DuckDuckGo Lands for European Search Users

January 14, 2020

I read “DuckDuckGo Beats Microsoft Bing In Google’s New Android Search Engine Ballot.” There have been numerous reports about this decision.

Digital Information World is a representative write up in today’s world of Google EU analysis. DarkCyber noted:

The introduction of this “choice screen” seems to be a clear response to the antitrust ruling from the European Union during last March and how Google was fined $5 billion by EU regulators. According to them, Google was playing illegally in tying up the search engine to its browser for mobile OS.

Okay. But how does a search engine get listed? We learned:

you can expect Google to not show search engines which are popular but the ones whose providers are willing to pay well.

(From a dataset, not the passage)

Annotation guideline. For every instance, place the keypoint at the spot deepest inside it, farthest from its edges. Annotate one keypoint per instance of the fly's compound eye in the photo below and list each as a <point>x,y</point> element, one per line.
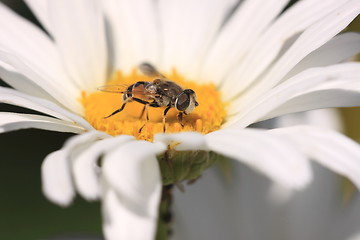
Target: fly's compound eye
<point>186,101</point>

The write up includes a run down of what search options will be displayed in each EU country. The ones we spotted are:

  • DuckDuckGo
  • GMX
  • Info.com
  • Privacy Wall
  • Qwant
  • Yandex.

Bing is a no show as are Giburu, iSeek, Mojeek, Yippy, and others. It is worth noting that some of these outfits are metasearch engines. This means that the systems send queries to Bing, Google, and other services and aggregate the results. Dogpile and Vivisimo were metasearch engines. DuckDuckGo and Ixquick (StartPage) are metasearch engines`.  The reason metasearch is available boils down to cost. It is very expensive to index the public Web.

The DarkCyber team formulated a few hypotheses about the auction, the limitations on default search engines, and the dominance of Google search in Europe; for example, Google accounts for more than 95 percent of the search traffic in Denmark. The same situation exists in Germany and other EU countries.

Will these choices make any difference? Sure, for small outfits like DuckDuckGo any increase in traffic is good news. But will the choices alter Google’s lock on search queries from Europe?

Not a chance.

Does anyone in the EU government know? Probably not. Do these people care? Not to much.

Remember one of my Laws of Information: Online generates natural monopolies. Here’s another Law: User behavior is almost impossible to change once mental memory locks in.

So Google gets paid and keeps on trucking.